L’esprit de Février-2009 est-il encore présent dans le paysage social martiniquais ?

Plus de 20 000 manifestants pendant plusieurs jours lors de la grève de février 2009 dans les rues de Fort-de-France (Martinique).

Que reste-t-il de la mobilisation populaire inédite de 38 jours durant les mois de février et mars 2009 ? La grève générale organisée par un collectif d’une douzaine d’organisations syndicales posait le problème de la vie chère. Un sujet permanent de préoccupation.

Le soulèvement populaire de février 2009 a été motivé par le ras-le-bol face à la persistance de la cherté du coût de la vie. Au fil des jours, d’autres revendications se sont greffées sur la plateforme initiale. Au point que cette mobilisation a été qualifiée par certains observateurs de crise sociétale.

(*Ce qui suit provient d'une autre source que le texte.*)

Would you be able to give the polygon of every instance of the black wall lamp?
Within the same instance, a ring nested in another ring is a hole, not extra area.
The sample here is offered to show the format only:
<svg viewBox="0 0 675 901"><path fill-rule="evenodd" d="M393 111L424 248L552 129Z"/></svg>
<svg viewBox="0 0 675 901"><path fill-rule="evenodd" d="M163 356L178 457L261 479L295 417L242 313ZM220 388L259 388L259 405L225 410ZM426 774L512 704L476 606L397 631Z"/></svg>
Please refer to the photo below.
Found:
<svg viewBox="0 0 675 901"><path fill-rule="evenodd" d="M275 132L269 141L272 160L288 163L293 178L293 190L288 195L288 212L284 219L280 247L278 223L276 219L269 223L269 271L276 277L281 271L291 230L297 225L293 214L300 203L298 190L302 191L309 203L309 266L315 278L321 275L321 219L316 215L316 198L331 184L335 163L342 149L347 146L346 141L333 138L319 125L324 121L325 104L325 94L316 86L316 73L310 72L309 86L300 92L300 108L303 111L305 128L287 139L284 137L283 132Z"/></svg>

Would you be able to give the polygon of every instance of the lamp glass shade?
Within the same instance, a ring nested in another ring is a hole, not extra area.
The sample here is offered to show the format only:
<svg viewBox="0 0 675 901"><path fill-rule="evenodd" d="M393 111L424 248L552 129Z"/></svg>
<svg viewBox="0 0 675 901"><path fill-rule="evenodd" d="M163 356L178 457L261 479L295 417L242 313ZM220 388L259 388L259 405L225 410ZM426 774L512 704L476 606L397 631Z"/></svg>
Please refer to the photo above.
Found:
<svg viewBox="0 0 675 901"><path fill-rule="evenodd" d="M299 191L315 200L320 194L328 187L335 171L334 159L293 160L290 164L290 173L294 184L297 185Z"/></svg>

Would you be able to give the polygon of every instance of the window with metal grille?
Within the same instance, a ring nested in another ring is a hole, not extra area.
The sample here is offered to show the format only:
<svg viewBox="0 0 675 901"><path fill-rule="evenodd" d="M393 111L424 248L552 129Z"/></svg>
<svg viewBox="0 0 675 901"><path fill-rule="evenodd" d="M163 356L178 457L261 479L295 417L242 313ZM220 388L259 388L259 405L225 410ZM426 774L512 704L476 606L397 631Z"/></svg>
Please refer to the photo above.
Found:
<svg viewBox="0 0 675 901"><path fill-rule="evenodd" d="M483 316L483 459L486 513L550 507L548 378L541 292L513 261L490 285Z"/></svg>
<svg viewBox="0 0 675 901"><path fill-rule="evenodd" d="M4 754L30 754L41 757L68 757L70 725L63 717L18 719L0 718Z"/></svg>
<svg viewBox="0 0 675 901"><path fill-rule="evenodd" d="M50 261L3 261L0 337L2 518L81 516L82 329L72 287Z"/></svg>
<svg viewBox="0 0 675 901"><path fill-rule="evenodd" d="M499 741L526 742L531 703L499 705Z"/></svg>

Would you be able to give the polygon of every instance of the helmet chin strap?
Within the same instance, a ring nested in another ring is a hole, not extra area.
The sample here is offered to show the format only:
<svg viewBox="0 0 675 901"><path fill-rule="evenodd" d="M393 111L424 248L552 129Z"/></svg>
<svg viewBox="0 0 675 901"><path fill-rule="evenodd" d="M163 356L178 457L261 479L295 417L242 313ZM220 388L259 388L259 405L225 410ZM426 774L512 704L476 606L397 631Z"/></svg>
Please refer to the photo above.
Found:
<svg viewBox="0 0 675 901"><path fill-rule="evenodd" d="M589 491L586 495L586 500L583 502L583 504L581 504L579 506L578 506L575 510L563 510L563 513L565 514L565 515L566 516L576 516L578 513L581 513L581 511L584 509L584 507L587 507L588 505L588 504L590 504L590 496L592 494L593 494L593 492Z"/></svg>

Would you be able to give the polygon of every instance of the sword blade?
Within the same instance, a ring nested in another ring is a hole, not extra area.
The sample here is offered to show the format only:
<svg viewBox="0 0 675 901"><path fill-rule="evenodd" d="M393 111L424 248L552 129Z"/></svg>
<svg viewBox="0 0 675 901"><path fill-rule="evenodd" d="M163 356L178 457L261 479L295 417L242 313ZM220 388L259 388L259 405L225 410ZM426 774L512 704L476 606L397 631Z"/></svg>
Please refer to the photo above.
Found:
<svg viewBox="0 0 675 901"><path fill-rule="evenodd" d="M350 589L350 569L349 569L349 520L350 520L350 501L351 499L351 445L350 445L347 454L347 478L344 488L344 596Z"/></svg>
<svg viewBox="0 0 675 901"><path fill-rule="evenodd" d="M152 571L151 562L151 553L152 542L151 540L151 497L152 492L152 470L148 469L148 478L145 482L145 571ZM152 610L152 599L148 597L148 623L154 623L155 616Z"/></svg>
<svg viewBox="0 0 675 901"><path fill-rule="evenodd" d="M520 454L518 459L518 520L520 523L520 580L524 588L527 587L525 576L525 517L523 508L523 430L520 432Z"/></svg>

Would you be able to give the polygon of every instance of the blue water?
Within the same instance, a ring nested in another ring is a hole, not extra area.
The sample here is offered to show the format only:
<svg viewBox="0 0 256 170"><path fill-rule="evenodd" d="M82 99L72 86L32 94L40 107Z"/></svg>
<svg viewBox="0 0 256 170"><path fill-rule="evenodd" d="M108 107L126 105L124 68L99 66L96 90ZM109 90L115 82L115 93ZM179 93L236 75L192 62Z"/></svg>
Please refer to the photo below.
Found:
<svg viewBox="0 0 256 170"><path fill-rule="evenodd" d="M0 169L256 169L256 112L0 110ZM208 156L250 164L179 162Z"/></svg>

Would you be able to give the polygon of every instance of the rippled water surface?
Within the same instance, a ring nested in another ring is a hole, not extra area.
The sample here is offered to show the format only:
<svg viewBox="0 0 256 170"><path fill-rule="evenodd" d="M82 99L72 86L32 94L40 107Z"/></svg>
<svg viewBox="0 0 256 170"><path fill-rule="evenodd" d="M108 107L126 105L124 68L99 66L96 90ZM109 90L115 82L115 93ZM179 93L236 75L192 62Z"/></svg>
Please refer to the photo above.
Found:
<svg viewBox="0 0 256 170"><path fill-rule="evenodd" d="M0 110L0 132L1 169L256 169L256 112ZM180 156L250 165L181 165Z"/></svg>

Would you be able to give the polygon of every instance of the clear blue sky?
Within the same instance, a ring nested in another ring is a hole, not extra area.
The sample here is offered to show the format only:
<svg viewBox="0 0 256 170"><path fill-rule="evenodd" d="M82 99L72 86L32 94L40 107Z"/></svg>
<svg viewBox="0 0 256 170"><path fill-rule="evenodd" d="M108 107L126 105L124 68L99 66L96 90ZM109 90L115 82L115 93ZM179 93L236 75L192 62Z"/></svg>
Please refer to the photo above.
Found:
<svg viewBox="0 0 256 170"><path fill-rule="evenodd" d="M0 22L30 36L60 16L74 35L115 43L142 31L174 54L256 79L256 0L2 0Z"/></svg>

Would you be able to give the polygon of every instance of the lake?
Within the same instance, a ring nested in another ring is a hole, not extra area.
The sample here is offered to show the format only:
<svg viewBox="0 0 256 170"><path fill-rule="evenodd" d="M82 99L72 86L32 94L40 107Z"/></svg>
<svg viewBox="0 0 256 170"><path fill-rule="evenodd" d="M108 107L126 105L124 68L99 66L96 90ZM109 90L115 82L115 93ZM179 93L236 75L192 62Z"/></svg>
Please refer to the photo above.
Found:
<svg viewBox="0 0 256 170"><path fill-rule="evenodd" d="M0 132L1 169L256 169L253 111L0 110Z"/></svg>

La poussée de colère provoquée par la crise économique a précédé une lame de fond prospérant sur des frustrations diverses. En plus de dénoncer la politique des prix des denrées alimentaires et des services de base, la population réclamait une meilleure prise en compte de ses conditions de vie.

Le sentiment de lassitude face au manque de perspectives s’est exprimé dans le slogan devenu célèbre : "Matinik sé ta nou, Matinik sé pa ta yo" (La Martinique nous appartient, elle n’est pas à eux). Douze ans plus tard, le constat est prosaïque. La vie est toujours aussi chère ; la cascade de faillites d’entreprises a obéré l’appareil productif ; le paysage syndical s’est affaibli ; et les questions posées n’ont pas trouvé de réponse.

Les monopoles commerciaux se sont renforcés

 

À l’inverse de ce qui était espéré, nous n’avons pas assisté à l’émergence d’un autre modèle de société. La loi portant le nom du député socialiste de Guadeloupe Victorin Lurel, visant au démantèlement des monopoles commerciaux, a été rapidement rendue inapplicable sous les pressions des bénéficiaires du régime en vigueur.

Ceux qui disposaient de situations prédominantes en 2009 sont les mêmes aujourd’hui. Ce qui est logique, faute de scénario alternatif crédible. Quant aux États généraux de l’outre-mer, cette vaste consultation voulue par le président Nicolas Sarkozy dont la mission était de définir de nouveaux horizons, ses conclusions ont été enlisées dans les sables de l’inertie des gouvernements successifs.

De nouvelles formes de contestation

 

Désormais, la contestation de l’ordre établi ne s’opère plus par les formes habituelles de la grève et du défilé de protestation. Ces méthodes ont été remplacées par les recours en justice ou par les déboulonnages de statues.

Le coût de la vie, les bas salaires et la misère sociale ne sont plus des revendications prioritaires. Les exigences actuelles portent sur les réparations des dégâts causés par les pesticides, la modification des rapports sociaux antagonistes, ou la dissipation du malaise de la jeunesse qui ne parvient pas à s’insérer dans son pays.

La controverse sur le coût de la vie n’est pas éteinte pour autant, mais une décennie après son émergence dans le débat public, force est de constater qu’elle est devenue un sujet secondaire. Secondaire mais non pas futile, loin s’en faut.